To combat these symptoms, the FDA recently approved Zurzuvae, an oral medication aimed at attacking postpartum depression. The FDA notes that prior to this approval, treatment for postpartum depression was limited to IV injections given by a healthcare provider that was only available in certain healthcare facilities.

This FDA’s approval follows a study published in the American Journal of Psychiatry that found Zurzuvae to be successful. The research team ran a double-blind study involving 196 patients after giving birth. Over the span of 45 days, 98 participants received 50 mg a day of Zurzuvae, while the other 98 were given a placebo. By day 15, the Zurzuvae group recorded a significant improvement in depressive symptoms compared to the placebo group. The study did acknowledge that the Zurzuvae group did experience occasional adverse effects, including drowsiness, dizziness and sedation. But this was only seen in under 10 percent of individuals.

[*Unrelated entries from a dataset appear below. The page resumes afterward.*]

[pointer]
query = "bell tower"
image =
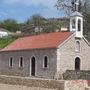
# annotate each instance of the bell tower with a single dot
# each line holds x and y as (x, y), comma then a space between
(76, 21)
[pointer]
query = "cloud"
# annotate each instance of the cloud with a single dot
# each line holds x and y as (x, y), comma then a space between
(46, 3)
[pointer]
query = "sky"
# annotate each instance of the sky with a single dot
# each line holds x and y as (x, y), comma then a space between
(21, 10)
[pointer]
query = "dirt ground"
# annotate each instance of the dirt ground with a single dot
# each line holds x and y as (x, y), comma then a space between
(17, 87)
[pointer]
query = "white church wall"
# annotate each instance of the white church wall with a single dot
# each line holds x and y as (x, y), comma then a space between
(67, 54)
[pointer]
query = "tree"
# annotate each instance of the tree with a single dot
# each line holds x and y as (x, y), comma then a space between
(10, 24)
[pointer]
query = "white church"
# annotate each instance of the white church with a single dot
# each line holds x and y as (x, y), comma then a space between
(48, 55)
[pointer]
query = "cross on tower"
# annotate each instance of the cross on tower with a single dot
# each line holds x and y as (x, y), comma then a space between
(76, 4)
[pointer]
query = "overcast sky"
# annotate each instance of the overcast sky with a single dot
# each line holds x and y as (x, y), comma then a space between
(23, 9)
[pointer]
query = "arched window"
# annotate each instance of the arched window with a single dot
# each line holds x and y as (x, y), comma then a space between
(21, 62)
(45, 62)
(77, 63)
(77, 46)
(10, 62)
(79, 25)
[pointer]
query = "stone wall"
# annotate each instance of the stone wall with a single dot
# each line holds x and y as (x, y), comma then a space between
(26, 70)
(73, 75)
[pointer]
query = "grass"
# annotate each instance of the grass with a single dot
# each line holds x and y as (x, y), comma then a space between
(6, 41)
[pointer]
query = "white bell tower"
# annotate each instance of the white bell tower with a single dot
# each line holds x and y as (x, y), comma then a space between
(76, 22)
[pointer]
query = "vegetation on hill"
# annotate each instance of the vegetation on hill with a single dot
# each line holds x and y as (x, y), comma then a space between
(37, 24)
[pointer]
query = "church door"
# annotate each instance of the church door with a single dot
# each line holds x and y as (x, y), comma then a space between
(77, 63)
(33, 66)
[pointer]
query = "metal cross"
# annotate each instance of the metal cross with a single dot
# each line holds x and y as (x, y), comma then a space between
(77, 5)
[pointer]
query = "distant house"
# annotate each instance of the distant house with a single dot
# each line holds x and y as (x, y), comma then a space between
(4, 32)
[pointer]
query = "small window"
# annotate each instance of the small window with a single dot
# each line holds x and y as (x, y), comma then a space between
(79, 25)
(10, 62)
(45, 63)
(77, 63)
(77, 46)
(21, 62)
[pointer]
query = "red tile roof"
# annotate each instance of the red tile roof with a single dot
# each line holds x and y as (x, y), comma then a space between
(50, 40)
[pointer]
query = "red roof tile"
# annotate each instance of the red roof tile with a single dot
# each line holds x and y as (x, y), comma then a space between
(50, 40)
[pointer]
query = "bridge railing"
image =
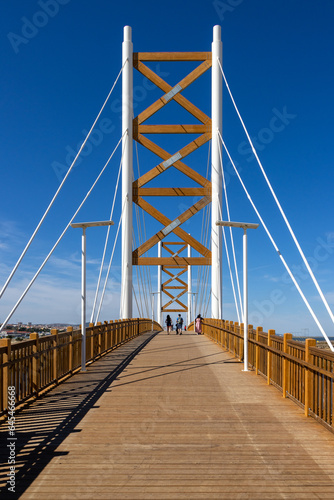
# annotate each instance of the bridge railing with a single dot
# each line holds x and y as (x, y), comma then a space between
(35, 365)
(300, 370)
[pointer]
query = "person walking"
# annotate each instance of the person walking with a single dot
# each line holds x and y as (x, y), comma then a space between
(168, 324)
(198, 324)
(179, 323)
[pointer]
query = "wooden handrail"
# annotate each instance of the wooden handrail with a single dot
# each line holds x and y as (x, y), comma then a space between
(304, 373)
(38, 364)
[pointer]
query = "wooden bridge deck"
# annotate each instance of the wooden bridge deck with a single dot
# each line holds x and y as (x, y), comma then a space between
(180, 421)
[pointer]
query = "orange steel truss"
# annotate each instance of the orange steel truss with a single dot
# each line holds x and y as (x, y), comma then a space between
(172, 159)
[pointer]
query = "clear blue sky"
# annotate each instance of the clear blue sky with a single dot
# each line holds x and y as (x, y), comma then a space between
(57, 68)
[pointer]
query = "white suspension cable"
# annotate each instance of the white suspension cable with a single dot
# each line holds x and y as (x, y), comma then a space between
(279, 206)
(59, 239)
(200, 283)
(279, 253)
(146, 283)
(109, 266)
(58, 190)
(231, 236)
(107, 239)
(135, 296)
(231, 275)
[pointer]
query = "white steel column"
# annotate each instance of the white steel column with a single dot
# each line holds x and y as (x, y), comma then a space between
(216, 177)
(159, 301)
(189, 290)
(127, 173)
(245, 287)
(83, 300)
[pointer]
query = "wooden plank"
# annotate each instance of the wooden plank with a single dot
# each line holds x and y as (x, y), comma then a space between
(179, 98)
(195, 74)
(178, 231)
(171, 56)
(144, 247)
(173, 129)
(153, 77)
(137, 411)
(178, 251)
(185, 309)
(168, 261)
(182, 167)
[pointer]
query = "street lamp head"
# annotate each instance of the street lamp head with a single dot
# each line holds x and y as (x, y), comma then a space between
(243, 225)
(92, 224)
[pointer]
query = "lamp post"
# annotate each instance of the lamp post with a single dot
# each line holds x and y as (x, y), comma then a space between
(153, 293)
(244, 226)
(192, 308)
(84, 225)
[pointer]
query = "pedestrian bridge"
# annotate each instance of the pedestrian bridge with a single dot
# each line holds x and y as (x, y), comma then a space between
(174, 417)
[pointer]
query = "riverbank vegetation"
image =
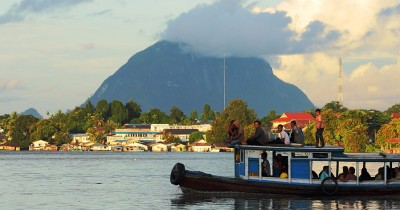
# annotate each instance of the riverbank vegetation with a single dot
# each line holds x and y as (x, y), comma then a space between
(356, 130)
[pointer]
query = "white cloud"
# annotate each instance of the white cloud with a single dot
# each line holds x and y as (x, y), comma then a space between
(234, 28)
(18, 11)
(10, 84)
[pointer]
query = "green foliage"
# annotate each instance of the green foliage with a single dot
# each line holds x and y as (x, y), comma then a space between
(170, 138)
(88, 108)
(266, 121)
(43, 130)
(335, 106)
(76, 121)
(236, 109)
(134, 110)
(176, 116)
(102, 109)
(154, 116)
(388, 131)
(21, 130)
(195, 136)
(119, 113)
(208, 114)
(393, 109)
(193, 116)
(372, 148)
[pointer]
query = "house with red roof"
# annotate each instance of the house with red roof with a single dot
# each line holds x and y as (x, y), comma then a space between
(302, 119)
(395, 115)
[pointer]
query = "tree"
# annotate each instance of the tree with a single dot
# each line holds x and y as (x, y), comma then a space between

The FDA suggests that this new treatment represents a breakthrough development in successfully treating postpartum depression. “Having access to an oral medication will be a beneficial option for many of these women coping with extreme, and sometimes life-threatening, feelings,” Farchione added.

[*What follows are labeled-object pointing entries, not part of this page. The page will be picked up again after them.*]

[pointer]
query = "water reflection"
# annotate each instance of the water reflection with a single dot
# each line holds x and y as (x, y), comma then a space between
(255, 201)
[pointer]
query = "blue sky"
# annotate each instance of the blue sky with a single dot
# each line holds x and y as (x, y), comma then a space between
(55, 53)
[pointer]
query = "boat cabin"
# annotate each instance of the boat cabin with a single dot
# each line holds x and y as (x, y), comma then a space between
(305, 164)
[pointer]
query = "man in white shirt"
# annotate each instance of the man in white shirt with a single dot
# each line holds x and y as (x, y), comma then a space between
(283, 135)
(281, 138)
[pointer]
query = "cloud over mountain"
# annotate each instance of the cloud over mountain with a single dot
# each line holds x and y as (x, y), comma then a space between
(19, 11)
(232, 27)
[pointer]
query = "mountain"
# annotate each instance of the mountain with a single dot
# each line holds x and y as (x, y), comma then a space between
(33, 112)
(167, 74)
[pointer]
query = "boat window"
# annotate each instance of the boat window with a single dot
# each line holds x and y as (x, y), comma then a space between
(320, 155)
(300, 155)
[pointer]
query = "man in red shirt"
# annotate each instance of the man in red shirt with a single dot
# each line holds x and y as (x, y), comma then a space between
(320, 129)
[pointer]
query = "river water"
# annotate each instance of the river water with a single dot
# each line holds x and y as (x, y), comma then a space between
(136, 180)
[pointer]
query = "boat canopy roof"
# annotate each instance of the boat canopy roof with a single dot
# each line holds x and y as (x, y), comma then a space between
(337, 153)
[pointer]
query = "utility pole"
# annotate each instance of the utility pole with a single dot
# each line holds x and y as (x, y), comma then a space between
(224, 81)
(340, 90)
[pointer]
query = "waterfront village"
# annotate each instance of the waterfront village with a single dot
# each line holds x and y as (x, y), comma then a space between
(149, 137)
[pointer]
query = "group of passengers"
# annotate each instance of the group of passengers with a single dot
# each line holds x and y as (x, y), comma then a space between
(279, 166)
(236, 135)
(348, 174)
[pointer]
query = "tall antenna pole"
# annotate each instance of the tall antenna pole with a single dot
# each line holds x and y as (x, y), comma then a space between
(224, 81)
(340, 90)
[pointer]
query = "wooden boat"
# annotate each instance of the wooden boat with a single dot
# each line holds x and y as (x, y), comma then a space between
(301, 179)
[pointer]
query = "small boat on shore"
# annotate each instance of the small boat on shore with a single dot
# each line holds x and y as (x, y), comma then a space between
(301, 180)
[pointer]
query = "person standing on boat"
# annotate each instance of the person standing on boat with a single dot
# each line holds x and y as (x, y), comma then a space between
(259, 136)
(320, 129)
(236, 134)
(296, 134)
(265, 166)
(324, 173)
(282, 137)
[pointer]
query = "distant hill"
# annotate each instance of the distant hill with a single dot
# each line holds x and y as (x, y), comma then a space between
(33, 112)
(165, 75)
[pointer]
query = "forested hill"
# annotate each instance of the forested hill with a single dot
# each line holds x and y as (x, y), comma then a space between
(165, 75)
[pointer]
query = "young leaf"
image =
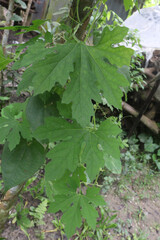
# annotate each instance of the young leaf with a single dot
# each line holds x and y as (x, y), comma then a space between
(75, 206)
(21, 163)
(4, 61)
(88, 145)
(12, 123)
(23, 5)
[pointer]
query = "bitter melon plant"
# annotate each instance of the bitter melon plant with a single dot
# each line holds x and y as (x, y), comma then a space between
(57, 122)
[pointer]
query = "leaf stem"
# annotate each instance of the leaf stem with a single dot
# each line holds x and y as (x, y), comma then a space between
(92, 23)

While anyone may experience postpartum depression, the APA identified why some may be at greater risk. It notes that those previously dealing with depression or anxiety are at greater risk of suffering from postpartum depression as are those who come from a family with a history of mental illness. Additionally, first-time mothers, those with financial problems or individuals giving birth to children with special needs are also at a heightened risk. Those in the heightened-risk groups are encouraged by the APA to talk openly about emerging feelings or join support groups to limit the threat and impact of postpartum depression.